マビノギオンに収録された話のうち、「キルッフとオルウェン」では主人公「キルッフ」がアルスル(アーサー王)の親戚という扱いであり、彼の協力を得て巨人王イスバザデンの出す課題をクリアし、イスバザデンの娘であるオルウェンと結婚するという流れになっている。余談ながら、アーサー王の愛犬カヴァス、魔猪トゥルッフ・トゥルウィスはこの「キルッフとオルウェン」が出典である。
対応表
マビノギオン | アーサー王伝説 | 備考 |
---|---|---|
アルスル | アーサー王 | エクスカリバーはカレドヴールフとなっている。 |
オウァイン | ユーウェイン | 主役エピソードあり |
カイ | ケイ | |
グウェンホヴァル | グィネヴィア | |
グワルフマイ | ガウェイン | |
ベドウィル | ベディヴィアまたはベディヴィエール | 隻腕という設定はこの頃から存在していた |
ペレドゥル | パーシヴァル | 主役エピソードあり |
注釈
(※)「ディヴェド大公プイス」、「スィールの娘ブランウェン」、「スィールの息子マナウィダン」、「マソヌイの息子マース」の四編の事。
他の作品では
- Fateシリーズ:この作品におけるアーサー王伝説はマロリー版などをベースにしている一方で、カヴァスやトゥルッフ・トゥルウィスなどマビノギオンの要素も折衷されている。

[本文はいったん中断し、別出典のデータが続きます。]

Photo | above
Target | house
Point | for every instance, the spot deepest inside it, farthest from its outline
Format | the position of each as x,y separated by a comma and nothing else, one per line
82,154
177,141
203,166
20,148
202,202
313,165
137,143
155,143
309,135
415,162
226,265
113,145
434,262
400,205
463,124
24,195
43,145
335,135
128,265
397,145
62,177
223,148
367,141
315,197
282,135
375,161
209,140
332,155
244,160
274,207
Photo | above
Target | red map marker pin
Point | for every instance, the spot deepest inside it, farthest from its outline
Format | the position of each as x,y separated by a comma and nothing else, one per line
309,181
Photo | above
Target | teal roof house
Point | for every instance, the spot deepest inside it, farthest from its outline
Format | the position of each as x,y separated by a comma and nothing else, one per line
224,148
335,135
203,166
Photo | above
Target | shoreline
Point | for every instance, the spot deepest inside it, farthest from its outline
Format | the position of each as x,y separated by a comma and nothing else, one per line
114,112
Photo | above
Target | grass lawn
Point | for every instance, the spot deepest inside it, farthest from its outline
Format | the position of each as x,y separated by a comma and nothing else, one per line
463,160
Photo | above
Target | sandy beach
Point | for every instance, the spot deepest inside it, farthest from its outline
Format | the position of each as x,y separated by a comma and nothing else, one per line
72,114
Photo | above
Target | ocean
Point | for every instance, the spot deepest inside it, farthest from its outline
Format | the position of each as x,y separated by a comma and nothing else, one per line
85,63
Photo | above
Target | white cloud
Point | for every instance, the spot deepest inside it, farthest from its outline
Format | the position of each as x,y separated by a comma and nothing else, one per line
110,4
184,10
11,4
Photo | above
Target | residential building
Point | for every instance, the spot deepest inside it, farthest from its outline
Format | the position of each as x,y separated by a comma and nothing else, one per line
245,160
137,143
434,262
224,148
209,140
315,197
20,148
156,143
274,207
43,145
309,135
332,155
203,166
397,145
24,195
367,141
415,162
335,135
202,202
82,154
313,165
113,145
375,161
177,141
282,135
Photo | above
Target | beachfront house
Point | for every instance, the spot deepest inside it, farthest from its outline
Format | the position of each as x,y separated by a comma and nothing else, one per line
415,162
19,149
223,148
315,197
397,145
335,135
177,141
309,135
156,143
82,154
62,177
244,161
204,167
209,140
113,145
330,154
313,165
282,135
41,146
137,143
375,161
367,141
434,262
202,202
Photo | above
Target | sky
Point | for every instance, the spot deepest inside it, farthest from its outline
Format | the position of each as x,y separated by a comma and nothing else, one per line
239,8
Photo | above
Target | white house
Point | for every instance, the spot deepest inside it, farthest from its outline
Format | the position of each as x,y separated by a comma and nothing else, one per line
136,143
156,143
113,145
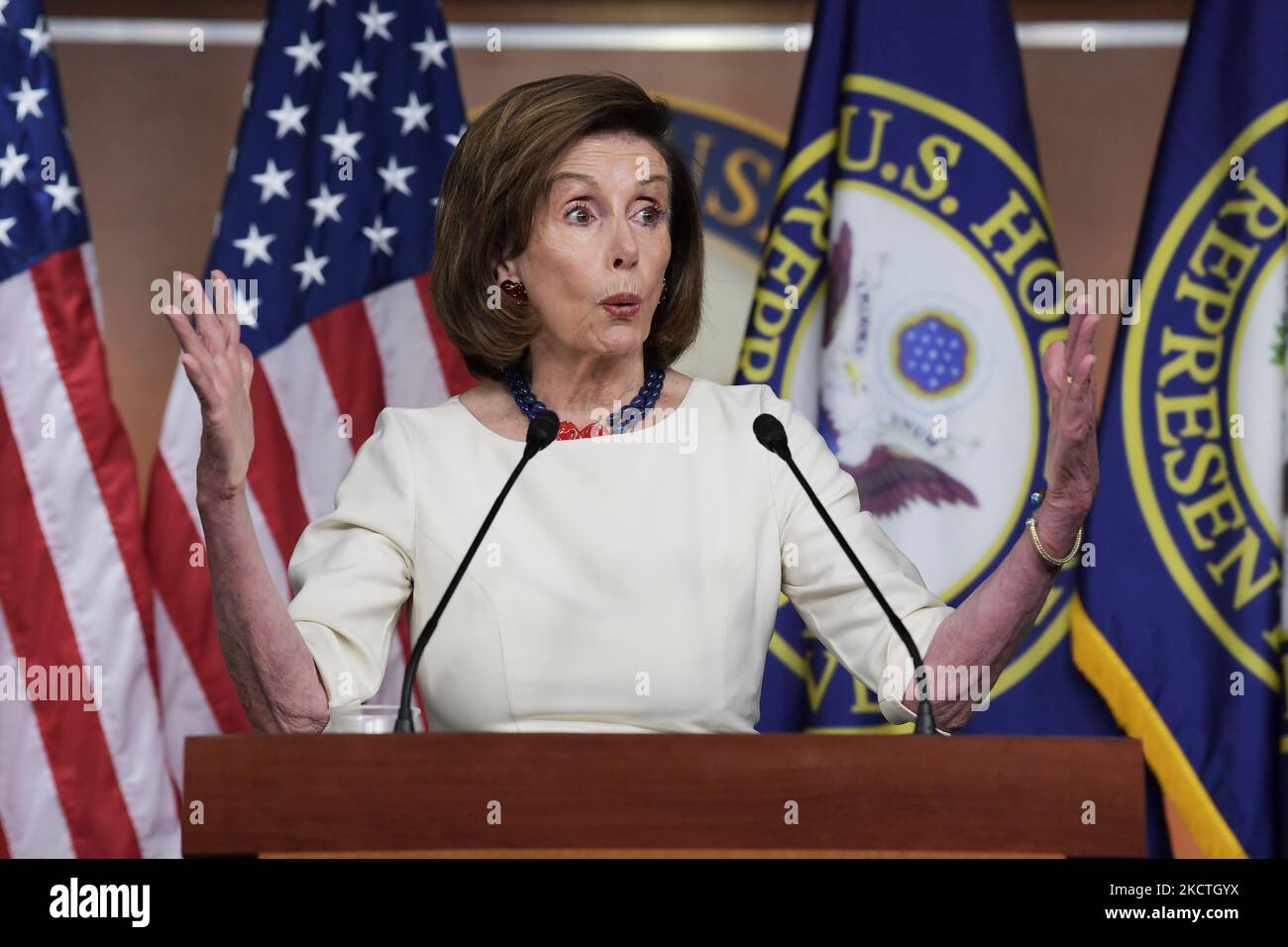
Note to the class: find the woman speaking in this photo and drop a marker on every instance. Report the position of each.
(631, 579)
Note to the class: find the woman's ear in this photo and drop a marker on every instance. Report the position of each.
(505, 269)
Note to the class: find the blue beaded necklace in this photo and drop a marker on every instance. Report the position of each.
(528, 403)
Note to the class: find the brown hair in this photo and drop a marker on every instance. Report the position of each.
(490, 191)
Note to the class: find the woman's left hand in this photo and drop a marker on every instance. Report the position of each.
(1072, 460)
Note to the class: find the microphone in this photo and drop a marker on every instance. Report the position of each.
(769, 432)
(541, 432)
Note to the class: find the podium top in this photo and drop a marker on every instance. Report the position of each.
(719, 792)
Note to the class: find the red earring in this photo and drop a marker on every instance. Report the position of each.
(514, 290)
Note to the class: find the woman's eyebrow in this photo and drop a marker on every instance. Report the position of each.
(590, 179)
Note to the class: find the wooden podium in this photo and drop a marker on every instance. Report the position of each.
(761, 795)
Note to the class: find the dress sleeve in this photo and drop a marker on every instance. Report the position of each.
(353, 567)
(825, 589)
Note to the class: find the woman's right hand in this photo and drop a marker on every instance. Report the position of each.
(219, 368)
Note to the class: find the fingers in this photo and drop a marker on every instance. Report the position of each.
(227, 308)
(209, 328)
(1054, 361)
(188, 339)
(1076, 309)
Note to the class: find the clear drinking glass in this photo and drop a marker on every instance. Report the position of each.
(368, 718)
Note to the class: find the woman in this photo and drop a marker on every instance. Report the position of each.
(631, 579)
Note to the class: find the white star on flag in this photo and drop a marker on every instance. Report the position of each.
(376, 24)
(254, 247)
(395, 176)
(325, 206)
(378, 236)
(287, 118)
(29, 99)
(310, 268)
(430, 51)
(359, 81)
(63, 193)
(343, 142)
(271, 182)
(413, 114)
(38, 35)
(11, 166)
(305, 53)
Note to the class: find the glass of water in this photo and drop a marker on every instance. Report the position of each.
(368, 718)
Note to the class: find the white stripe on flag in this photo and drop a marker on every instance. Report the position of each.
(91, 575)
(310, 416)
(31, 813)
(407, 354)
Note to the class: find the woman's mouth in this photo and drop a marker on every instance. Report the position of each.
(622, 304)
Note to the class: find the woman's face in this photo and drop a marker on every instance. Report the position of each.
(601, 231)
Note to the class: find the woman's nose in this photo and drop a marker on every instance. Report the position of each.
(623, 249)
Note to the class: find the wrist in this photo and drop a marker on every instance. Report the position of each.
(1057, 532)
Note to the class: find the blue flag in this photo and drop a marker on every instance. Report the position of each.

- マビノギ:韓国のゲーム会社NEXONが運営するMMORPG。ケルト神話をベースにしており、名前の由来も「マビノギオン」であると推測される。
- 真・女神転生:女神アリアンロッドが登場している。
- 中二病でも恋がしたい!:丹生谷森夏ことモリサマーが記した黒歴史ノートの名前として登場。漢字で書くと「闇聖典」。メイン画像もこの闇聖典が描かれたものを使用している。